Online fashion retailer raises £198m through share placing


Boohoo, the Manchester-based online fashion group, has raised £197.7m through a share placing with existing and new institutional investors.

The proceeds will form a ‘war chest’ of funds specifically for merger and acquisition activity post the COVID-19 lockdown.

Boohoo anticipates that there will be many opportunities once the dust has settled on a new landscape in the fashion retail sector.

The placing was conducted through an accelerated bookbuild.

Zeus Capital and Jefferies International acted as joint global coordinators and joint bookrunners.

Boohoo, which announced the placing late yesterday afternoon, (May 14) said it intends to use the net proceeds of the placing to take advantage of numerous opportunities that are likely to emerge in the global fashion industry over the coming months.

The group said it continues to review a number of possible merger and acquisition opportunities and will update shareholders as required.

As at February 29, the group had audited net cash of £240.7m.

Since year end the group has remained cash generative.

Following the placing, Boohoo said it will have an even stronger balance sheet to help accelerate its vision to lead the fashion e-commerce market globally.

It said it has demonstrated that its platform is capable of integrating high-quality fashion brands.

The recent acquisitions of the Karen Millen and Coast brands evidence its successful transition of brands to a pure online proposition on its scalable multi-brand platform, plugging them into its test and repeat model, and leveraging the group’s infrastructure and insight into the fashion e-commerce market, it said.

And the group’s earlier acquisitions of the NastyGal and MissPap brands, it said, demonstrate its ability to develop and grow brands successfully.

The group sees significant opportunity to replicate this success globally.

At the time of Boohoo’s preliminary results announcement on April 22, it noted that, since mid-March, trading had been mixed, as a result of the impact of the COVID-19 pandemic, initially with a marked decrease in the year-on-year growth rate.

Performance then improved during April, delivering improved year-on-year growth of group sales.

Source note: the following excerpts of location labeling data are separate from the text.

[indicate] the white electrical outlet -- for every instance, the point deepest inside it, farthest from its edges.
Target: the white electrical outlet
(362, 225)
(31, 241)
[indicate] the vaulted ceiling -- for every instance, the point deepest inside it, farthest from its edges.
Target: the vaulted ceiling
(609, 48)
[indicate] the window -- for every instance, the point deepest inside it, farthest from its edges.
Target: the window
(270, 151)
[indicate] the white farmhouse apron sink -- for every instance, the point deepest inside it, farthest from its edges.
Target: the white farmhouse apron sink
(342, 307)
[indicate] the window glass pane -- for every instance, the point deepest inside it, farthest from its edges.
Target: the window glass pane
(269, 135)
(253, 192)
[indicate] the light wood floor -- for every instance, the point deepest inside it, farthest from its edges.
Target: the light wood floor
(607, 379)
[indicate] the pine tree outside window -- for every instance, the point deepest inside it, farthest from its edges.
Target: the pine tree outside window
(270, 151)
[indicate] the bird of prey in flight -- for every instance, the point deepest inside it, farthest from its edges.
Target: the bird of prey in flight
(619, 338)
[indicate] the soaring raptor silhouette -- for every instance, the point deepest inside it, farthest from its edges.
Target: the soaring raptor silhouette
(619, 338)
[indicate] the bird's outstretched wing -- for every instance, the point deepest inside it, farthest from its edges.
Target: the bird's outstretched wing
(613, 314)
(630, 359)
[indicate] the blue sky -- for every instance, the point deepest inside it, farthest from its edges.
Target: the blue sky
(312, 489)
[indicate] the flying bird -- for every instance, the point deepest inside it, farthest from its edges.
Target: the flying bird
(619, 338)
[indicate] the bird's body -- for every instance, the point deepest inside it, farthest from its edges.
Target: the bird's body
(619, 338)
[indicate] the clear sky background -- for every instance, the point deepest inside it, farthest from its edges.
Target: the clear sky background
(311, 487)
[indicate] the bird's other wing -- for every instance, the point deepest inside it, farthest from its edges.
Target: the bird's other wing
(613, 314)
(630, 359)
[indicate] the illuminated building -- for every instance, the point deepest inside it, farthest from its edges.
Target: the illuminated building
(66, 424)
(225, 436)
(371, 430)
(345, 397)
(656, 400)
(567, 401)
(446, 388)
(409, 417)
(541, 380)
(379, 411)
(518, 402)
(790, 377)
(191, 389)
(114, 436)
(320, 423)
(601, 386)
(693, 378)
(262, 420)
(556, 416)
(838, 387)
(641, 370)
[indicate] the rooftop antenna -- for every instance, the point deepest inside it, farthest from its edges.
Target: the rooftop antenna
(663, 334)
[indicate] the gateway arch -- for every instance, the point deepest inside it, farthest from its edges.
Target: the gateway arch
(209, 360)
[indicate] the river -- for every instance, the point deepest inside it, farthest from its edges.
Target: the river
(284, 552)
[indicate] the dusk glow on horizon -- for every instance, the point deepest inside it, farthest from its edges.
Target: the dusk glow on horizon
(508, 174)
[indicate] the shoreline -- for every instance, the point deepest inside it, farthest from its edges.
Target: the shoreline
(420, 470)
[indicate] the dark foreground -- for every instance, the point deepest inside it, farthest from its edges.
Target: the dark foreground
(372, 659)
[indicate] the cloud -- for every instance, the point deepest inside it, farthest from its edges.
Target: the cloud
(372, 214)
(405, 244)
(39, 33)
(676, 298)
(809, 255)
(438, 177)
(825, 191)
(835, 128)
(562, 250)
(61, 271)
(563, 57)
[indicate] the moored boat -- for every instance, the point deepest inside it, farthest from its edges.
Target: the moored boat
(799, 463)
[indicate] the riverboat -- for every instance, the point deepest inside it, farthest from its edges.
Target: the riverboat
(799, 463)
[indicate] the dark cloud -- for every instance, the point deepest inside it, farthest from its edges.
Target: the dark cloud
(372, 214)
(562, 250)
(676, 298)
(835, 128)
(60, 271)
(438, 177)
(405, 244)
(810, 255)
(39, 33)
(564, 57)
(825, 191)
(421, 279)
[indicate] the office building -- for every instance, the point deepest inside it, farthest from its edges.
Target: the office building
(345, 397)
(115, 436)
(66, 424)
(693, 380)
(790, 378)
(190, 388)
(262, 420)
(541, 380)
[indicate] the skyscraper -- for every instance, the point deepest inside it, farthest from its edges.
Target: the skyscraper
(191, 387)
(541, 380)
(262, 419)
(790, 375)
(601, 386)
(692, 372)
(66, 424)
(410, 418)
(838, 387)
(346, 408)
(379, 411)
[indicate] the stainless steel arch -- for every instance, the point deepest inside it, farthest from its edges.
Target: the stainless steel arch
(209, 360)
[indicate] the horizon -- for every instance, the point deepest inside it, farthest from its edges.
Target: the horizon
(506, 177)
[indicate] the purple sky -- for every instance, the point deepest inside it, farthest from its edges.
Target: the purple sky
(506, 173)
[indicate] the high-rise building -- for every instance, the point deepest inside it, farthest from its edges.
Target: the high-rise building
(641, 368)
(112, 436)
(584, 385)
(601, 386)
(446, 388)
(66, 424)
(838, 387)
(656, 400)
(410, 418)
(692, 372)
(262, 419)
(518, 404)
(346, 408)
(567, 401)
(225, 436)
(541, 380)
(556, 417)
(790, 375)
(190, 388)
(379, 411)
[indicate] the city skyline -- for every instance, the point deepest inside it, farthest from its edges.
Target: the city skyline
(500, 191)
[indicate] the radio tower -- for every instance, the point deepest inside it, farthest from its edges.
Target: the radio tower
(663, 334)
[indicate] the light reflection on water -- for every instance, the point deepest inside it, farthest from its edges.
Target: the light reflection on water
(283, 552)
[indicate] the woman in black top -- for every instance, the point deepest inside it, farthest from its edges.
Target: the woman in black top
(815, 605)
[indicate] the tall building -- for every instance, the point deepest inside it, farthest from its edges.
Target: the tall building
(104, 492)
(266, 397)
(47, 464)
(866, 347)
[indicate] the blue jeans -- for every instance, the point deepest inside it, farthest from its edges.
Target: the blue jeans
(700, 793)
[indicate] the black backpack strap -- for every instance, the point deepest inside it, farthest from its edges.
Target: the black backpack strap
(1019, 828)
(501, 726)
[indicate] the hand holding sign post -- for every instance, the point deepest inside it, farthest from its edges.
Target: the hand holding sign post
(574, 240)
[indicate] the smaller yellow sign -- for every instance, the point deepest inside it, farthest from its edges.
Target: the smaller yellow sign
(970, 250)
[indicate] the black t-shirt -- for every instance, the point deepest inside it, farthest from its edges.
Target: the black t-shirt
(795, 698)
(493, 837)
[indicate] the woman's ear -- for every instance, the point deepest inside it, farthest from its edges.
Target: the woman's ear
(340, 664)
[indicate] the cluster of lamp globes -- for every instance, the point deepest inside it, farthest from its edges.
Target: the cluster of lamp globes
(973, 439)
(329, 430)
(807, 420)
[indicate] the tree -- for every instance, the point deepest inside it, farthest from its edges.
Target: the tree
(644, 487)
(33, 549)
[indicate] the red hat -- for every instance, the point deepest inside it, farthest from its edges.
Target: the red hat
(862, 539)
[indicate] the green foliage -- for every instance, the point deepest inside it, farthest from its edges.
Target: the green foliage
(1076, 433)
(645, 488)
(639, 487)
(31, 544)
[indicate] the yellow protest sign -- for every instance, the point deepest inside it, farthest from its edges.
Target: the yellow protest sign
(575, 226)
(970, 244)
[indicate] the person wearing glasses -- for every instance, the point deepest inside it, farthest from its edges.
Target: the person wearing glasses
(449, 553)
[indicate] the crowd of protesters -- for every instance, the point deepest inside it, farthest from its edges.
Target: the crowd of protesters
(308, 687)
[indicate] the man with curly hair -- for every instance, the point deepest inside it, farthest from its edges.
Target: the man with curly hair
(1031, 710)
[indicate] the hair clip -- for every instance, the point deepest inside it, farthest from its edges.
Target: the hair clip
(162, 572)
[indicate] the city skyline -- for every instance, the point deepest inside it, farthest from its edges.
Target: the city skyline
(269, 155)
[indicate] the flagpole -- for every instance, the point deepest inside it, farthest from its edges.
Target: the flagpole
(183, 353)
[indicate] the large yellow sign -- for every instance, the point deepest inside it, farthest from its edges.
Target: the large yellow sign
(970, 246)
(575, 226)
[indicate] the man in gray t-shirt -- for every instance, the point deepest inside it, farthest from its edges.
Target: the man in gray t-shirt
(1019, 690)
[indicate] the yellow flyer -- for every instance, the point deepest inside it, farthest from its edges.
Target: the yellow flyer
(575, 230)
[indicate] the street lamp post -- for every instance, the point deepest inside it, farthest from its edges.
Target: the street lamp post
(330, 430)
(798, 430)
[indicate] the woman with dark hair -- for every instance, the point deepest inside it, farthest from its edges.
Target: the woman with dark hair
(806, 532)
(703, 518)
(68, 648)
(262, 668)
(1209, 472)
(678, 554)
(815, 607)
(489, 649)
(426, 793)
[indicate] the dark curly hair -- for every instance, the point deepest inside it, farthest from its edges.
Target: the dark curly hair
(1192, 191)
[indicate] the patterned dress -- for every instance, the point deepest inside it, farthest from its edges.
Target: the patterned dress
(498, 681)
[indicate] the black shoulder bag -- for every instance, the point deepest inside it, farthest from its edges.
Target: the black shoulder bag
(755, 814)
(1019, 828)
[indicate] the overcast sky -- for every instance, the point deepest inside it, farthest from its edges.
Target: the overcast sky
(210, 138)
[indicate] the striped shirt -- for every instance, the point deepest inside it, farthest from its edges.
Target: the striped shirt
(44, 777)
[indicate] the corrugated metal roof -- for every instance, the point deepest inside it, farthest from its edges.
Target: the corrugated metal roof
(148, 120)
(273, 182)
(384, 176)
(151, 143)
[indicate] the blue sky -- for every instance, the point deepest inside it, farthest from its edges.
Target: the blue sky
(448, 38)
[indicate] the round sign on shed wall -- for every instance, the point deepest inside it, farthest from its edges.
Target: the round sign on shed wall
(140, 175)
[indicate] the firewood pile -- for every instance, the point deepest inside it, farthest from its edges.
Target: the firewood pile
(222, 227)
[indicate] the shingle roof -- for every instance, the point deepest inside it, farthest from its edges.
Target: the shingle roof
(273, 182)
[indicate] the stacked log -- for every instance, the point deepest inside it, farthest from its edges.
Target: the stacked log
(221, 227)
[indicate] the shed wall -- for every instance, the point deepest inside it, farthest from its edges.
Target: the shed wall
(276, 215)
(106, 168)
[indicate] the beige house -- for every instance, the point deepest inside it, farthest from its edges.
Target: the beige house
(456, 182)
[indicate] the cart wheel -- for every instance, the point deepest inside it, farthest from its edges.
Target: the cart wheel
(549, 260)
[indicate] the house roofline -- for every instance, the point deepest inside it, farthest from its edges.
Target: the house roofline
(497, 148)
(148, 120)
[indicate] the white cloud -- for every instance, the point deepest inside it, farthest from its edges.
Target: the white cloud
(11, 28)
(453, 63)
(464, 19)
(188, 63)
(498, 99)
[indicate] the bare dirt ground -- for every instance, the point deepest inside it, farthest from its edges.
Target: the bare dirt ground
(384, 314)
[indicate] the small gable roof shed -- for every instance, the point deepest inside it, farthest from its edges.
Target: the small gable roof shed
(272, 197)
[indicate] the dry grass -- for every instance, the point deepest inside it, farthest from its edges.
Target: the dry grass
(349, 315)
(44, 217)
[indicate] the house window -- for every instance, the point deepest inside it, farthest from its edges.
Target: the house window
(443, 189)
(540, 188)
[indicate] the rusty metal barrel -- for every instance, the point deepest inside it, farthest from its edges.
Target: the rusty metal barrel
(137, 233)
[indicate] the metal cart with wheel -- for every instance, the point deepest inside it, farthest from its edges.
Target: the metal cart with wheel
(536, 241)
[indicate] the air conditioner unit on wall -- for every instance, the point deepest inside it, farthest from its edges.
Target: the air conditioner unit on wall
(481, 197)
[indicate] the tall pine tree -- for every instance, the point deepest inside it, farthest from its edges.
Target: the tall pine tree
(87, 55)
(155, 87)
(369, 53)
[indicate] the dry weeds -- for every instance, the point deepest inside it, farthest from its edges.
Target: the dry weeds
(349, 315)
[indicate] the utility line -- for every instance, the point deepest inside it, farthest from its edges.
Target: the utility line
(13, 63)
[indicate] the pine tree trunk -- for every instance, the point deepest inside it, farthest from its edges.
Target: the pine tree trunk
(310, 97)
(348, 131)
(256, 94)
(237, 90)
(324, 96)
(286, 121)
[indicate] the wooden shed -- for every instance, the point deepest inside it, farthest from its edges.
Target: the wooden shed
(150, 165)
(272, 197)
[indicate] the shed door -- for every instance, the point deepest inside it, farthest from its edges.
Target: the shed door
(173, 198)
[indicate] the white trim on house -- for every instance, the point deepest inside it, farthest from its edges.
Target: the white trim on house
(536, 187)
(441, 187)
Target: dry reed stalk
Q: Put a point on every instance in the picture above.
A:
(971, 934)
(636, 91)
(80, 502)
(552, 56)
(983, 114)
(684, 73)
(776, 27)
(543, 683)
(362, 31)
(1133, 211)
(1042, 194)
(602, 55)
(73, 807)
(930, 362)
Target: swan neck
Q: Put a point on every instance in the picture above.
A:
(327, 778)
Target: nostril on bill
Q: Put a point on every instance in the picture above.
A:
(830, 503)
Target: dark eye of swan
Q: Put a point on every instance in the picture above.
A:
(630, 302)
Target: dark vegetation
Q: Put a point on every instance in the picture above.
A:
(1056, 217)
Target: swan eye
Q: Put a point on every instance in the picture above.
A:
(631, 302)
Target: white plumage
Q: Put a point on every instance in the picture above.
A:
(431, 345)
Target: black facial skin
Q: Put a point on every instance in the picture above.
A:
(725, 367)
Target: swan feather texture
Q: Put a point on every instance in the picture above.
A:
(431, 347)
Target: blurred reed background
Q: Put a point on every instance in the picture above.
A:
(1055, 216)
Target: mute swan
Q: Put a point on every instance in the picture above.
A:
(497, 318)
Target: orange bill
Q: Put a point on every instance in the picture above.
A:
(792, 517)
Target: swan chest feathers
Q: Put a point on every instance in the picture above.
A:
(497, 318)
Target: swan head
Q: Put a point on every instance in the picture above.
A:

Boohoo said, however, that it is pleased to update shareholders that trading into May remains robust, although it remains cautious regarding the outlook, as a result of the uncertainty caused by the COVID-19 pandemic, together with the impact of lifting lockdown restrictions and the potential influence on competitive behaviour for the remainder of the year.

The Manchester corporate team of Addleshaw Goddard, comprising Roger Hart and Lucie Alker, advised investment banks Zeus Capital and Jefferies on the deal.

TLT was Boohoo’s legal adviser.

Russ Mould, investment director at Manchester investment platform AJ Bell, said: “While most companies are tapping investors for more cash simply to keep going during the crisis, there are a select few who can afford to think more strategically.

“Following in the footsteps of Auto Trader which recently made a similar move, Boohoo is the latest company to ask shareholders for cash so it can have a war chest to make acquisitions.

“Now is a perfect time for the strongest companies to buy weaker players, thereby extending their reach and market position.

“What’s really interesting is that Boohoo has convinced investors to buy more stock only days after its share price hit a new record high of 370.4p.

“While the placing price of 340p is a small discount, investors are still paying a high price to get a slice of Boohoo, suggesting that they really believe in its potential to keep growing very fast.

“It is no stranger to making deals, having previously bought assets from Karen Millen, Coast and Nasty Gal.

“Asking for such a large sum of cash would suggest that Boohoo is confident that opportunities will emerge as more retailers struggle to stay alive.

“A near-£200m fundraise will now enable Boohoo to act fast should there be a chance to buy something out of administration.”

He added: “There are always risks with buying other companies and there are longer term questions about whether there will be a consumer backlash against its fast fashion model.

“After all, the idea of constantly turning around new designs and customers wearing them once and chucking the clothes afterwards doesn’t resonate well with the ethical values increasingly being embraced by the younger generation.

“For now, investors seem to like the fact that Boohoo is trading well through the crisis and acquisitions could help it to broaden its appeal to older people and have a more international presence.”